Angeschlagene Versender

Greift Redcare nach DocMorris? Patrick Hollstein, 08.10.2024 10:24 Uhr

An der Börse wird spekuliert, dass Redcare-CEO Olaf Heinrich längst ein Auge auf DocMorris geworfen hat. Foto: Andreas Domma
Berlin - 

Über Jahre hinweg verlief die Entwicklung von Shop Apotheke/Redcare und DocMorris/Zur Rose ähnlich. Nahezu zeitgleich gingen beide Versender an die Börse, auch die internationale Expansion und das E-Rezept wurden parallel in den Blick genommen. Doch mittlerweile hat Redcare seinen Konkurrenten weit hinter sich gelassen – und könnte ihn sich über kurz oder lang sogar einverleiben.

Aktuell wird DocMorris an der Börse mit rund 400 Millionen Euro bewertet; Redcare kommt auf knapp 2,8 Milliarden Euro – und damit fast auf das Siebenfache. Dabei bringt DocMorris für das erste Halbjahr einen Umsatz von 530 Millionen Franken (umgerechnet rund 560 Millionen Euro) auf die Waage – und damit ziemlich genau die Hälfte von Redcare (1,1 Milliarden Euro).

Beim Ausblick für das Gesamtjahr ist Redcare zwar etwas optimistischer: Zwischen 2,3 und 2,5 Milliarden Euro sollen es an Umsatz werden, DocMorris rechnet mit etwas mehr als 1,1 Milliarden Franken (knapp 1,2 Milliarden Euro). Aber auch hier passen die Relationen.

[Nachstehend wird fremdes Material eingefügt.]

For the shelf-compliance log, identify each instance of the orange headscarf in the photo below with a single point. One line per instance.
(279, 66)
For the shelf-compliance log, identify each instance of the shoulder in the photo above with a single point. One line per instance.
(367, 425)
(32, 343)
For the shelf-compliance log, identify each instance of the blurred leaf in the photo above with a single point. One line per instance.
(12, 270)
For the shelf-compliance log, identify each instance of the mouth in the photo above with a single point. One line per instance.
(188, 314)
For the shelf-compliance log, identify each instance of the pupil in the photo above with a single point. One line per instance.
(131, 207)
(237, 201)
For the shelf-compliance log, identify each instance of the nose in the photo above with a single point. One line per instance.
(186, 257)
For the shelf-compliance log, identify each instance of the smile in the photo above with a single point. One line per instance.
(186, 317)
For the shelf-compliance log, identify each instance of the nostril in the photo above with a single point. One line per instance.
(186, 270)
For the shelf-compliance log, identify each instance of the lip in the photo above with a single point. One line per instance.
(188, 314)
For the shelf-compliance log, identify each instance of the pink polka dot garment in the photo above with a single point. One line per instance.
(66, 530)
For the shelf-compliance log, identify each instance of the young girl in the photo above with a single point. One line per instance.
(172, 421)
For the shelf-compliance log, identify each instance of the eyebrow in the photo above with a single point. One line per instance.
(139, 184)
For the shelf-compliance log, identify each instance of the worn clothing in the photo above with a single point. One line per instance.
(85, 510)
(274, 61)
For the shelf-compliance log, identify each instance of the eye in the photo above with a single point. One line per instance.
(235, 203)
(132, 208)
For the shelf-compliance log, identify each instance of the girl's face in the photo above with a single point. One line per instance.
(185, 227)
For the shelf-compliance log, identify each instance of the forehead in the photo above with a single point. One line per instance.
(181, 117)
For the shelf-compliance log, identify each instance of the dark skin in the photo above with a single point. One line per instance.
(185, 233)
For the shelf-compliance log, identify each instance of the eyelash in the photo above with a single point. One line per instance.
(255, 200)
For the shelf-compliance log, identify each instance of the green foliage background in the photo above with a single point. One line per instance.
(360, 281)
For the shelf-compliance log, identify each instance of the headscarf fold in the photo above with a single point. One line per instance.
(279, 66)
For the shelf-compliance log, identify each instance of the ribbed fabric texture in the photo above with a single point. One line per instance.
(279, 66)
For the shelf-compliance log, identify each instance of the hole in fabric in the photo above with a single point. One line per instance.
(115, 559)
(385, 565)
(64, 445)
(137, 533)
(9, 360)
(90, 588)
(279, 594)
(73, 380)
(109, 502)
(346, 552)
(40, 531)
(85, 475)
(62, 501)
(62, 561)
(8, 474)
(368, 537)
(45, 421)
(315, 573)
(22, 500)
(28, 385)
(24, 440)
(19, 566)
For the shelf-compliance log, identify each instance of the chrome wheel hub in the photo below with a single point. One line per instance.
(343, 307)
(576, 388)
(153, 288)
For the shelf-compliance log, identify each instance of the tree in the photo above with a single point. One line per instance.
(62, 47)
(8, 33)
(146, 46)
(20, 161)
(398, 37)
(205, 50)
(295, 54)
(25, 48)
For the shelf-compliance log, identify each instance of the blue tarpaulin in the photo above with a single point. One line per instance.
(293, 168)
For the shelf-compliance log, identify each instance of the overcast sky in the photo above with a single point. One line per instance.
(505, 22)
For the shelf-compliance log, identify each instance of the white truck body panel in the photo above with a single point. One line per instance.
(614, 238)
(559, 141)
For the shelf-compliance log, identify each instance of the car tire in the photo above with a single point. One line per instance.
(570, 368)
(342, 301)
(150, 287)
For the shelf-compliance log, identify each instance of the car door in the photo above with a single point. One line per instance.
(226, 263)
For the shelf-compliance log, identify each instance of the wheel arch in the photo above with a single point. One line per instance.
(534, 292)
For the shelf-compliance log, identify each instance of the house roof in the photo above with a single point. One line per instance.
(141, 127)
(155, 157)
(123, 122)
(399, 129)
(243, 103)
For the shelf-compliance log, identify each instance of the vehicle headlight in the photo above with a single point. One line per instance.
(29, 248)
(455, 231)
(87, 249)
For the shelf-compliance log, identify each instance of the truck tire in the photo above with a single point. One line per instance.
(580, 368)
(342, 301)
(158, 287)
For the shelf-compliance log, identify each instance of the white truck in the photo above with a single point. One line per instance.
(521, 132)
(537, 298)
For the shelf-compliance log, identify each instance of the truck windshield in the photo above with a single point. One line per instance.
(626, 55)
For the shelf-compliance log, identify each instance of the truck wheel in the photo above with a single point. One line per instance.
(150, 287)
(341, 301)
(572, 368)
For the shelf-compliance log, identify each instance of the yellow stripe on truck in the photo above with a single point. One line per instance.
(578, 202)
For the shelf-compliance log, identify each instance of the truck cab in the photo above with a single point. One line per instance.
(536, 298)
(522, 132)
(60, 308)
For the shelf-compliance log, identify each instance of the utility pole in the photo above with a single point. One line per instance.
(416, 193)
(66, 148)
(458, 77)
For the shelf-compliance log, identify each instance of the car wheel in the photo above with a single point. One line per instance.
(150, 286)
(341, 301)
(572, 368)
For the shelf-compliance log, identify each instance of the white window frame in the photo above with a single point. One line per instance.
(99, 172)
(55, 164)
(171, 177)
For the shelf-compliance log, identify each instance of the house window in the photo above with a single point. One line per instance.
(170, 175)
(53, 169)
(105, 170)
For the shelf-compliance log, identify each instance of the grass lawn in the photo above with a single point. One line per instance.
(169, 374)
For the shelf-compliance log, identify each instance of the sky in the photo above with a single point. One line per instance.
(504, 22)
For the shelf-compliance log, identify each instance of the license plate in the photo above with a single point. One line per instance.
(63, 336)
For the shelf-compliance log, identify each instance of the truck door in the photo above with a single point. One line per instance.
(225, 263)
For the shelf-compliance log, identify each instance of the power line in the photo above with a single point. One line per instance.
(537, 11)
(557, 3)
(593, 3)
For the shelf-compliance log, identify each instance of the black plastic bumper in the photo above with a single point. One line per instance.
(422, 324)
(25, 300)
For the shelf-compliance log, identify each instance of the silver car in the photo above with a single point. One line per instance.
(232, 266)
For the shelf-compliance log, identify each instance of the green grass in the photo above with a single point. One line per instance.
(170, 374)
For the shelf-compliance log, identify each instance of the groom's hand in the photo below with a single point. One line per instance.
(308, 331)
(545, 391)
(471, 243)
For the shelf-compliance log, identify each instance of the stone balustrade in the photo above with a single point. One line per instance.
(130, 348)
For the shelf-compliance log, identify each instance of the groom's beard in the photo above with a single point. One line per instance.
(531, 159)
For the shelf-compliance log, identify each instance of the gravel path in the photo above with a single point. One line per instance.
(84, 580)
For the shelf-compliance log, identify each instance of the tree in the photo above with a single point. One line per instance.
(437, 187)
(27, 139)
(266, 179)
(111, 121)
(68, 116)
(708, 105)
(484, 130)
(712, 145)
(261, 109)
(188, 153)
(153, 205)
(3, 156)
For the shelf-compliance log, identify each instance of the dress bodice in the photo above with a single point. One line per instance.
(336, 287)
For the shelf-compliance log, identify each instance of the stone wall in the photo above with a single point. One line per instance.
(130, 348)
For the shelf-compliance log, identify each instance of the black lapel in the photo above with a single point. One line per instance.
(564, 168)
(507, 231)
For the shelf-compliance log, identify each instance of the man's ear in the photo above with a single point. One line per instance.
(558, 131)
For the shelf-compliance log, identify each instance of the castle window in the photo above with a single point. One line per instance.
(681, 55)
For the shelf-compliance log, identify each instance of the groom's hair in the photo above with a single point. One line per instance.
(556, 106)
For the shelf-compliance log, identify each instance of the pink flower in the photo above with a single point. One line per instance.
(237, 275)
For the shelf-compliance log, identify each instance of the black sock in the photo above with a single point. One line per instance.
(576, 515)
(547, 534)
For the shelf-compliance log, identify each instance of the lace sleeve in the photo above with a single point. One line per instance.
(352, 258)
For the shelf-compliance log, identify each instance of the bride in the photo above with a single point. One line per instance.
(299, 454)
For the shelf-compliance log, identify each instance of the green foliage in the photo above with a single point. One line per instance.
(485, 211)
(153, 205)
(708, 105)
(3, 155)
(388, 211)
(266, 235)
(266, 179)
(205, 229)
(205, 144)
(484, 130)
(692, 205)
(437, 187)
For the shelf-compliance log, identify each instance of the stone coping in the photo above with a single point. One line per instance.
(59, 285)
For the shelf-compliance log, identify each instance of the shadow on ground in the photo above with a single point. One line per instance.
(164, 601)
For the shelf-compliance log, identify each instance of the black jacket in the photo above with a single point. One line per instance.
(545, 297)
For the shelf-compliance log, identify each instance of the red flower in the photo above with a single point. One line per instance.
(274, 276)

Unter dem Strich sieht es dagegen ganz anders aus: DocMorris erzielte im ersten Halbjahr einen Verlust von 38 Millionen Franken (rund 40 Millionen Euro), Redcare kam auf 13 Millionen Euro und damit nur ein Drittel des Konkurrenten. Ähnlich sieht es bei den Verbindlichkeiten aus: DocMorris wies zum 30. Juni Gesamtschulden von 515 Millionen Franken (knapp 550 Millionen Euro) aus, Redcare „nur“ in Höhe von 242 Millionen Euro.

Horrende Kaufpreise

Während das Management von DocMorris/Zur Rose über Jahre hinweg zugekauft und dabei horrende Preise gezahlt hatte, hat man sich bei Redcare auf den Ausbau des eigenen Geschäfts konzentriert. Die Übernahme des schweizerischen Rx-Versenders Mediservice im vergangenen Jahr als erster größerer Zukauf wurde durch die Ausgaben von neuen Aktien an den Mutterkonzern Galenica finanziert. Ein Jahresumsatz von rund 500 Millionen Euro konnte auf diese Weise neu in die Bücher genommen werden.

Parallel musste DocMorris ebenfalls in der Schweiz sein Tafelsilber verkaufen: Für 360 Millionen Franken ging der traditionelle Praxisgroßhandel an die Supermarktkette Migros; das Geld brauchte DocMorris zur dringenden Sanierung seiner Finanzen. Knapp 700 Millionen Franken wurden damit preisgegeben – und der bis dahin einzige Ertragbringer der Gruppe.

An der Börse wird mittlerweile spekuliert, dass Redcare sich den Konkurrenten über kurz oder lang einverleiben könnte. Immerhin sei CEO Olaf Heinrich ja früher selbst Deutschlandchef von DocMorris gewesen. Das Kartellamt würde vermutlich keine Probleme machen – in der Vergangenheit wurde stets darauf verwiesen, dass es ja noch ausreichend Konkurrenz durch Vor-Ort-Apotheken gebe.

Hohe Schuldenlast

Allerdings könnten bei einem solchen Deal nicht nur die Kunden, sondern müssten auch die Schulden in Gestalt der beiden großen Anleihen übernommen werden. Dass sich das Management von Redcare – und vor allem die einflussreichen Großaktionäre um Michael Köhler – eine solche Last ohne Not ans Bein binden, ist nach den Erfahrungen der Vergangenheit eher zu bezweifeln. Einen Vorsprung im aktuell entscheidenden Rx-Bereich hat DocMorris genauso wenig wie im Bereich der Plattform mit Vor-Ort-Apotheken. Und im OTC-Segment ist Redcare durchaus in der Lage, selbst hinreichend Neukunden zu gewinnen.

Viel wahrscheinlicher ist also, dass man in Venlo abwartet, ob DocMorris vom E-Rezept profitieren kann. Wenn nicht, hätten ohnehin alle beide Versender ein massives Problem.